When does the argument of a complex number follow the sum of angles formula?

[Snowfall]

When is it true that $\arg\left(z_1 z_2\right) = \arg(z_1) + \arg(z_2)$?

 

[chiro]

When is it true that $\arg\left(z_1 z_2\right) = \arg(z_1) + \arg(z_2)$?

Why don't you just write out the equations for argument and solve them?

 

[Snowfall]

Why don't you just write out the equations for argument and solve them?

You mean like defining, for real numbers a, b, c, d,

$$z_{1} := ai+b, ~ z_{2} := ci+d$$

then solving the following daunting looking equation:

$$\tan^{-1}\left(\frac{ad+bc}{bd-ac}\right) = \tan^{-1}\frac{b}{a}+\tan^{-1}\frac{d}{c}.$$

Please by all means show me how to solve that one!

 

[uart]

You mean like defining, for real numbers a, b, c, d,

$$z_{1} := ai+b, ~ z_{2} := ci+d$$

then solving the following daunting looking equation:

$$\tan^{-1}\left(\frac{ad+bc}{bd-ac}\right) = \tan^{-1}\frac{b}{a}+\tan^{-1}\frac{d}{c}.$$

Please by all means show me how to solve that one!

Divide num and denom by $bd$ and you get :

$$\tan(\arg(z_1 z_2)) = \frac{a/b+c/d}{1 - (a/b) \,\, (c/d)} = \frac{\tan(arg(z_1))+\tan(\arg(z_2))}{1 - \tan(\arg(z_1)) \tan(\arg(z_2))} = \tan(\arg(z_1) + \arg(z_2))$$

However it's easier to use the exponential or polar form.

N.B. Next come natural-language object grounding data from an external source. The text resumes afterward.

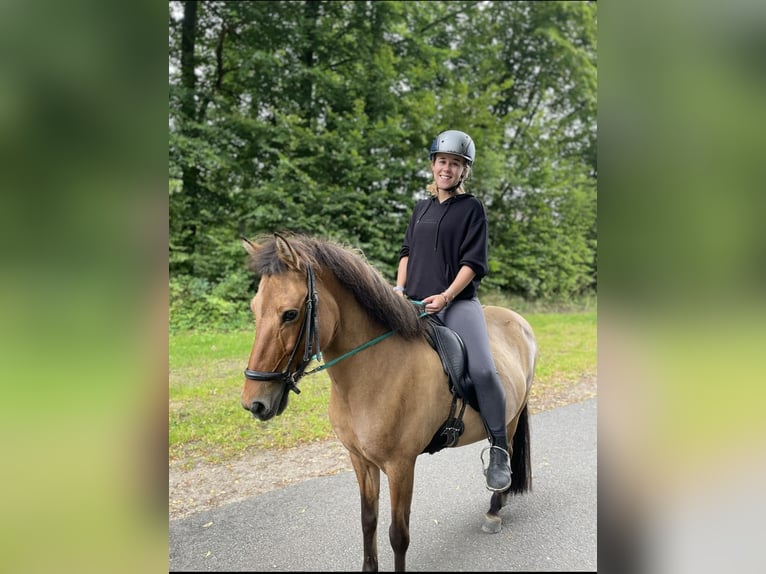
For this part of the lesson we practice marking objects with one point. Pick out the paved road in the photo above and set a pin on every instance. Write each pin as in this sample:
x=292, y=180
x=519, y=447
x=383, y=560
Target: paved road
x=315, y=527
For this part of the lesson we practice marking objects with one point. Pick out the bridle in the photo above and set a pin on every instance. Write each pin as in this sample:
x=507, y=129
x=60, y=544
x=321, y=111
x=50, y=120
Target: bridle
x=310, y=328
x=309, y=332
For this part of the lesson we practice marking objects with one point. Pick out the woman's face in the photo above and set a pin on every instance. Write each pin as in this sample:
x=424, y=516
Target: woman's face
x=447, y=170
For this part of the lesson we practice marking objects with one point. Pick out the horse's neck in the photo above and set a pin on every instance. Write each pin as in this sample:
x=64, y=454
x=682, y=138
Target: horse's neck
x=354, y=328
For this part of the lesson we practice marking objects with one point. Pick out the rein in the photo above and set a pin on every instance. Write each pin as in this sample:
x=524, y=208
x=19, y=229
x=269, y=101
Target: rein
x=310, y=327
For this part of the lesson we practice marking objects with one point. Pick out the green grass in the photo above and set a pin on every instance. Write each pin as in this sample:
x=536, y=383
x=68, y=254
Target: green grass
x=207, y=421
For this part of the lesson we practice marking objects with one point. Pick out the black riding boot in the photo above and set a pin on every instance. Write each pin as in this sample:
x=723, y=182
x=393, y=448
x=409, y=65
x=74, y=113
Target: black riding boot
x=499, y=469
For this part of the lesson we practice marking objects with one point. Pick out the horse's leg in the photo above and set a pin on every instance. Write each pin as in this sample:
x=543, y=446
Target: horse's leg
x=368, y=477
x=400, y=482
x=522, y=477
x=492, y=521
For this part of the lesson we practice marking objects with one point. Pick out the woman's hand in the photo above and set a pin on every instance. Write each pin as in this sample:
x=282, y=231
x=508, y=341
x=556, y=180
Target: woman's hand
x=436, y=303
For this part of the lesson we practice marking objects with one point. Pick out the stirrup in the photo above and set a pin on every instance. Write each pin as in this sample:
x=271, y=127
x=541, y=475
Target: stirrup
x=485, y=467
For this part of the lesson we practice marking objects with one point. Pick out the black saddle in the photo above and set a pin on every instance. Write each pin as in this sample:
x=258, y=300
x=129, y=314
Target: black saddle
x=451, y=350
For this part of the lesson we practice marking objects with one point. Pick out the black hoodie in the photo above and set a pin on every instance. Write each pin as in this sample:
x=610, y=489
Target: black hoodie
x=440, y=239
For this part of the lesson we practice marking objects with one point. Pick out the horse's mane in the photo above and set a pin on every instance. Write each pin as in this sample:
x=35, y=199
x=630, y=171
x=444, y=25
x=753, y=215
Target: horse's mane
x=352, y=270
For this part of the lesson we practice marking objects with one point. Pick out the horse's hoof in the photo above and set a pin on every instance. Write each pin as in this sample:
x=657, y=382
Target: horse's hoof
x=492, y=523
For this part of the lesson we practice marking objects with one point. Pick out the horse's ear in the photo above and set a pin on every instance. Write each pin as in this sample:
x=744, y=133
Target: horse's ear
x=249, y=246
x=286, y=252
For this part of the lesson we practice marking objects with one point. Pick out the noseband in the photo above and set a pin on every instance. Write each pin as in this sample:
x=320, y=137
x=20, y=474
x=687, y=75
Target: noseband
x=309, y=332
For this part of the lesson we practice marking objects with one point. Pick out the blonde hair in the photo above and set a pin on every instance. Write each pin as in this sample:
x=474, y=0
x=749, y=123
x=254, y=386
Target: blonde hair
x=433, y=189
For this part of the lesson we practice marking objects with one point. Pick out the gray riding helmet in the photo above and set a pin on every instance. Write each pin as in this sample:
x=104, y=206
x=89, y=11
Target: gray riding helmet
x=456, y=143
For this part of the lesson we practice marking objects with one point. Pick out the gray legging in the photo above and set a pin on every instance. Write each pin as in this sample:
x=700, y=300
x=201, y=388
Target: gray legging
x=466, y=318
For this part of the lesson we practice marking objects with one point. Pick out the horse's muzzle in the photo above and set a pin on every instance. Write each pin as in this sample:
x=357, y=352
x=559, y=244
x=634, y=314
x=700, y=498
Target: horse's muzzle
x=259, y=410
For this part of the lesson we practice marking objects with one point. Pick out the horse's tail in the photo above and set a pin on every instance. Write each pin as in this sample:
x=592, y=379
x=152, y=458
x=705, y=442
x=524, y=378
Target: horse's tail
x=520, y=459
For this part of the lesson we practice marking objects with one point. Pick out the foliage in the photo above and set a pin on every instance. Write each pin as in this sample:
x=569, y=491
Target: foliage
x=317, y=117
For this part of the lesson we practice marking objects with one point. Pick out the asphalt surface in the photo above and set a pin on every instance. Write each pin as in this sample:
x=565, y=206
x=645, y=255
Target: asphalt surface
x=315, y=526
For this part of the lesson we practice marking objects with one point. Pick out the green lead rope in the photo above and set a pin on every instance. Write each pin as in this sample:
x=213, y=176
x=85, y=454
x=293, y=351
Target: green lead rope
x=374, y=341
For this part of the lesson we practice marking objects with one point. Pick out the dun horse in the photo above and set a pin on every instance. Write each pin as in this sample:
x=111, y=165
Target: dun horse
x=390, y=394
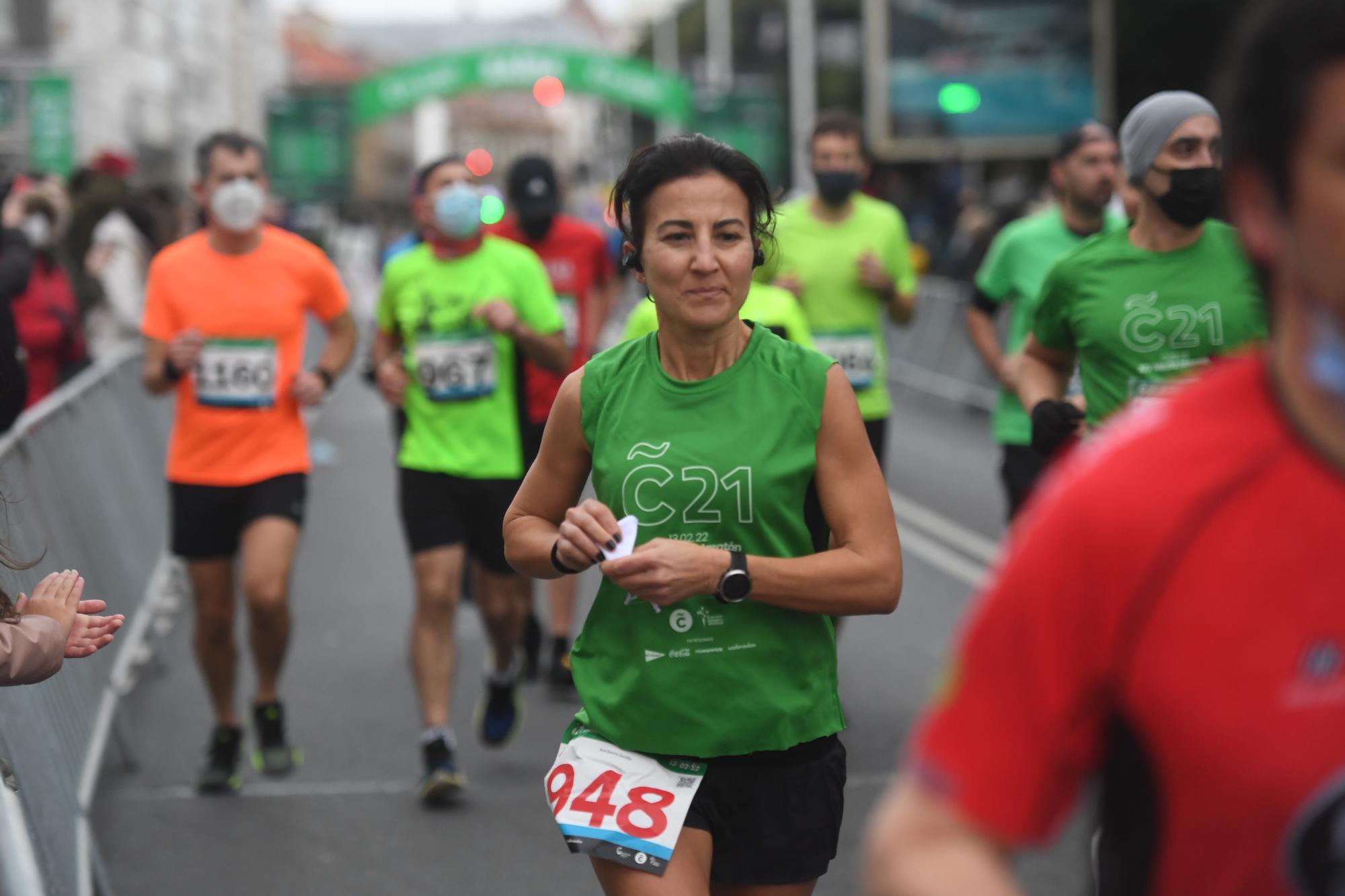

$$r_1 e^{i \phi_1} \, r_2 e^{i \phi_2} = r_1 \, r_2 \, e^{i(\phi_1 + \phi_2)}$$

 

[dalcde]

Since you have got inverse tangents, it's wise to take tangents to get rid of them. For the right hand side, you can consider the sum of angle formula for the tangent:
$$\tan(x+y)=\frac{\tan x+\tan y}{1-\tan x\tan y}$$